Shutdowns exacted a massive economic toll and knocked children out of in-person learning for a year or even longer, prompting soul-searching around the method and a push to improve the development and approval of therapies or diagnostics that can detect future threats.
“No discussion of shelter in place orders is complete without realizing that the only reason that the governors thought they needed them was because of massive missteps at the federal level in January, February [and] in most of March of 2020, in which evasion, lack of preparation, botched testing and a litany of other mistakes put the country in a situation in which undetected chains of transmission were bubbling up and putting hospitals into crisis,” Dr.
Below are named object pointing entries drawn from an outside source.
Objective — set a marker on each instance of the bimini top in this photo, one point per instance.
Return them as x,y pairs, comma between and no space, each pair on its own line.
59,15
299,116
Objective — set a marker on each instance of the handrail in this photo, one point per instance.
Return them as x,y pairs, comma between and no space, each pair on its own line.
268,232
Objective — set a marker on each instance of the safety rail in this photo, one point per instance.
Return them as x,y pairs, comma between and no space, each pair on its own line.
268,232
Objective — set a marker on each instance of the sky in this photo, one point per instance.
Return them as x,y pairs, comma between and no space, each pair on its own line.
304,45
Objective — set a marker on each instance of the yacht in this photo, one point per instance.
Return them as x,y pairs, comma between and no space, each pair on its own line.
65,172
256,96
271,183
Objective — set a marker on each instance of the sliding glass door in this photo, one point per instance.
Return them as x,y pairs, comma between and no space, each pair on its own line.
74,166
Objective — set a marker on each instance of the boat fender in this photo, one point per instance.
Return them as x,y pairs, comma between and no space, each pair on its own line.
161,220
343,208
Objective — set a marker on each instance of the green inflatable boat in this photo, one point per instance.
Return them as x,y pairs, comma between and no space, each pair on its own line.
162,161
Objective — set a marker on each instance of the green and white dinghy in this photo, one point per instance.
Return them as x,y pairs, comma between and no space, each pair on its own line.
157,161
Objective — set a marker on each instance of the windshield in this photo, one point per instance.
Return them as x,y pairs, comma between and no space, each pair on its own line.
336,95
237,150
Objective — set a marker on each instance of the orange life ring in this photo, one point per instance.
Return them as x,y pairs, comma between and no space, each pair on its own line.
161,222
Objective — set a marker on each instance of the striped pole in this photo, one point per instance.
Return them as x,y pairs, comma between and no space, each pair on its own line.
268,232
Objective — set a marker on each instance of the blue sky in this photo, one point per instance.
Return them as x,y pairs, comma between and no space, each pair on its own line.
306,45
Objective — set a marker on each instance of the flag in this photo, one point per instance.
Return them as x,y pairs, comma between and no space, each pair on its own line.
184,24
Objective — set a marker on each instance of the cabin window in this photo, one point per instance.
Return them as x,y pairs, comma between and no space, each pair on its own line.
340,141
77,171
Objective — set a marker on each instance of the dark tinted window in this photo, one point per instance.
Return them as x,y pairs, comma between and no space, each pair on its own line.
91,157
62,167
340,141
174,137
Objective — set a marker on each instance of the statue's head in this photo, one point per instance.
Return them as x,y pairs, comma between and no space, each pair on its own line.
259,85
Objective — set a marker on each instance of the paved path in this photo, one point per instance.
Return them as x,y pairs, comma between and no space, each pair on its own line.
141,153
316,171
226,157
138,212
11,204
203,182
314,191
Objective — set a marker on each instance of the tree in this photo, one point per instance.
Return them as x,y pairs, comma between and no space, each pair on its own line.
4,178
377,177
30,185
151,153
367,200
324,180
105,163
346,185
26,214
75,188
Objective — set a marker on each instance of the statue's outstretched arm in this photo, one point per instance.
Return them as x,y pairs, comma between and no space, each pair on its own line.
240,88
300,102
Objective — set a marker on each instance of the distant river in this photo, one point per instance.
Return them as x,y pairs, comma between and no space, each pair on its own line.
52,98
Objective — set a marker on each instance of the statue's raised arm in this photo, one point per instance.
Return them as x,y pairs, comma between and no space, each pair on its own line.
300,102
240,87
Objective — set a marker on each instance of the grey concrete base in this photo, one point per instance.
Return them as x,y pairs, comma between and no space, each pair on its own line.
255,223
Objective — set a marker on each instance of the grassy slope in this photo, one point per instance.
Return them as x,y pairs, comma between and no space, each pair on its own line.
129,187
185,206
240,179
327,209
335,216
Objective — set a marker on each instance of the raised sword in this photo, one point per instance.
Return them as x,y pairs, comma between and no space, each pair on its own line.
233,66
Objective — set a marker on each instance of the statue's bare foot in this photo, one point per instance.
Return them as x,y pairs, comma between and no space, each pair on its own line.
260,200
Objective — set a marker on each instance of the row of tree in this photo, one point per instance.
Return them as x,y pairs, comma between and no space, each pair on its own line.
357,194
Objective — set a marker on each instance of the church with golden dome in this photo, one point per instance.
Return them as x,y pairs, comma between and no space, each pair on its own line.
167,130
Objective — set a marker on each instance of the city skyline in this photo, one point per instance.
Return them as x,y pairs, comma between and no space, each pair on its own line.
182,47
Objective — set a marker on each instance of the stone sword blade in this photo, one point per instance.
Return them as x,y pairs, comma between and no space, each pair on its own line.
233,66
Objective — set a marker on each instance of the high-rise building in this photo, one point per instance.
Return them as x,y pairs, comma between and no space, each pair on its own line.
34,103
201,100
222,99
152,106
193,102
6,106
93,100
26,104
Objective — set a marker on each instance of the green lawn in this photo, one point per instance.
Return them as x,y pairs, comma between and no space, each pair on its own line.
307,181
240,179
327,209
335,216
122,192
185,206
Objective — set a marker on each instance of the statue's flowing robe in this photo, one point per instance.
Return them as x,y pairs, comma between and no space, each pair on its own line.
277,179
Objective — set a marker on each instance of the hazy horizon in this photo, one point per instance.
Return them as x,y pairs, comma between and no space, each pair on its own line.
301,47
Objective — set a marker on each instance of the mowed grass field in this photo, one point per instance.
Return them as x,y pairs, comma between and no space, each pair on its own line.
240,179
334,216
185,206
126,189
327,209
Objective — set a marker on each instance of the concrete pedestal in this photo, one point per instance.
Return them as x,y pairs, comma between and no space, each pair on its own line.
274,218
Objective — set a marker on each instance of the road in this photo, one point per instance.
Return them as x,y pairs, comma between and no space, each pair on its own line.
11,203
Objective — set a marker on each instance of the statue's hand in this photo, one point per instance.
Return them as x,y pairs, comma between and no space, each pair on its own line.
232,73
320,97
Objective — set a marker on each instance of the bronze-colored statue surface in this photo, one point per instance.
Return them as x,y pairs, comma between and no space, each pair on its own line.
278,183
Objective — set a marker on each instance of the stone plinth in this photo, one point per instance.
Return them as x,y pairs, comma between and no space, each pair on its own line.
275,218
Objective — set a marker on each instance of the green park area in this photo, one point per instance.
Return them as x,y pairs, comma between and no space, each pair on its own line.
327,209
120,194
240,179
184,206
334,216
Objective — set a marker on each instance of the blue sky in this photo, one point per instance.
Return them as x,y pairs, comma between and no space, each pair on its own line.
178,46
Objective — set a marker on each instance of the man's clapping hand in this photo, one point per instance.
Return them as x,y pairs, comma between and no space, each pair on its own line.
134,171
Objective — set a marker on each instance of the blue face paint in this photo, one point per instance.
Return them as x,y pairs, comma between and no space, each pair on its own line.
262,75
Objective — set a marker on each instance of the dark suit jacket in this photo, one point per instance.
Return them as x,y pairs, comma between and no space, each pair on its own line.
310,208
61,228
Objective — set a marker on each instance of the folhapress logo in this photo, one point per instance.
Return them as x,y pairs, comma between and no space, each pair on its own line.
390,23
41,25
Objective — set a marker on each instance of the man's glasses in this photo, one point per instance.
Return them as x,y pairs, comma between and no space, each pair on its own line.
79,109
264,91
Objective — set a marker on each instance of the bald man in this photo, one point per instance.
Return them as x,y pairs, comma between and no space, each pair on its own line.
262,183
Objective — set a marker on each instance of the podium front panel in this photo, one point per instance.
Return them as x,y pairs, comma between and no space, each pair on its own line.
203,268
Adalja said.
The RAND and USC researchers said in light of their study, “continued reliance on SIP policies to slow COVID-19 transmission may not be optimal.”
Instead, the best policy response may be pharmaceutical interventions in the form of vaccinations and therapeutics when they become available, the researchers said.
“Early evidence suggests that initial vaccination efforts have led to large reductions in COVID-19 incidence,” they said. “Policy efforts to promote vaccination are thus likely to have large positive impacts.”
The Biden administration is emphasizing vaccination over shutdowns as it frets over the delta variant that is becoming dominant in the country. Los Angeles and other places are reimposing mask rules to protect people from the fast-moving delta variant but haven’t ordered sweeping shutdowns.